Subscription Required. Please recommend JoVE to your librarian.

Protocol

Hücrelerin hazırlanması 1.

  1. 10 cm hücre kültür kaplarına hücreleri ya da 75 cm büyütün% 5 (h / h) cenin sığır serumu (FBS) ve 1 x penisilin / streptomisin (s / s ile takviye edilmiş kültür ortamı [10 mi Dulbecco Değiştirilmiş Kartal Ortamı (DMEM) 'de 2 şişe )] 37 ° C /% 5 CO2 de.
  2. hücreleri hasat etmek için, daha sonra, 5 ml 1 x fosfat tamponlu tuzlu su (1 x PBS) ile yıkamak, aspirasyon ile ortamı çıkarın.
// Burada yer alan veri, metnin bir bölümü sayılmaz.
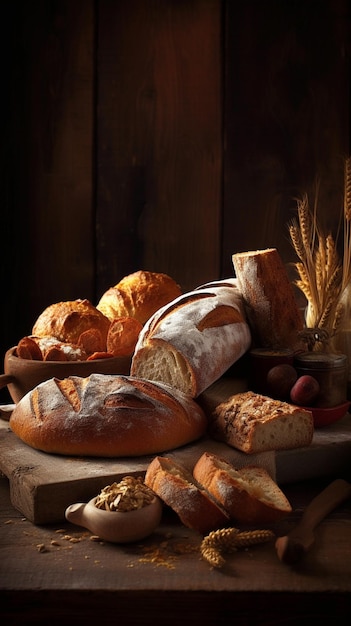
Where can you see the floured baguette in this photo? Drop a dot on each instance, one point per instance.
(196, 508)
(192, 341)
(255, 423)
(249, 495)
(107, 416)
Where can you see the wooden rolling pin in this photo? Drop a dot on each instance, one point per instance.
(293, 546)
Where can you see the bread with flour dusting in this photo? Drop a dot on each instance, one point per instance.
(106, 416)
(193, 340)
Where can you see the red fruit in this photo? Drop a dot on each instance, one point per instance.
(305, 390)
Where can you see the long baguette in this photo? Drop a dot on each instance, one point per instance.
(249, 495)
(192, 341)
(196, 508)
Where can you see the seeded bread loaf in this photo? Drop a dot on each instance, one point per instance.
(255, 423)
(193, 340)
(176, 486)
(249, 495)
(107, 416)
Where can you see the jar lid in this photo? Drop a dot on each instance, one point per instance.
(269, 352)
(320, 360)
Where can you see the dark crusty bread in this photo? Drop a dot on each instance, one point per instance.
(138, 295)
(176, 486)
(193, 340)
(249, 495)
(107, 416)
(273, 314)
(255, 423)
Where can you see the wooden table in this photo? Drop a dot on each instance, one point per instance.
(56, 574)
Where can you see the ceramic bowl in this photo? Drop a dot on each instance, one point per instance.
(22, 375)
(116, 526)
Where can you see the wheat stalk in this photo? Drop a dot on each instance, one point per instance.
(321, 275)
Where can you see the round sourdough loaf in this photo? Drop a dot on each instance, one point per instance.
(106, 416)
(138, 295)
(249, 495)
(176, 486)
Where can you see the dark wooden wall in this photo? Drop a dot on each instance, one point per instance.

Daha sonra, (ağ / hac) tripsin /% 0.25, 1.5 ml% 0.25 ekleyin aspirasyonla 1x PBS çıkarın (a / h) etilendiamintetraasetik asit (EDTA) ve 2 dakika için 37 ° C /% 5 CO2 inkübe edilir. çanak dokunun veya daha sonra 5 ml kültür ortamında tekrar süspansiyon, hücreleri çıkarmak için hafifçe şişe.
  3. Bir hemasitometre üzerine yeniden süspanse hücrelerin 12 ul ekleyerek hücreleri saymak.
  4. yemekler veya konfokal görüntüleme için odacıklı lamelleri Levha hücreleri.
    Not: Bu ters çevrilmiş mikroskop ile kullanılmak için dizayn edilmiştir, uygun bir plastik ya da cam alt olacaktır.
  5. Plaka hücreleri inci böylece~% 80 konflüansa görüntüleme gününde elde edilir. Örneğin, yaklaşık 2 x 10 4 143B osteosarkom hücreleri görüntüleme önce 8 oyuklu oda slayt bir gün tek bir oyuk içine kaplama olabilir.
  6. Hücreler takmak ve kurtarmak için izin 37 ° C /% 5 CO 2 gecede hücreleri inkübe.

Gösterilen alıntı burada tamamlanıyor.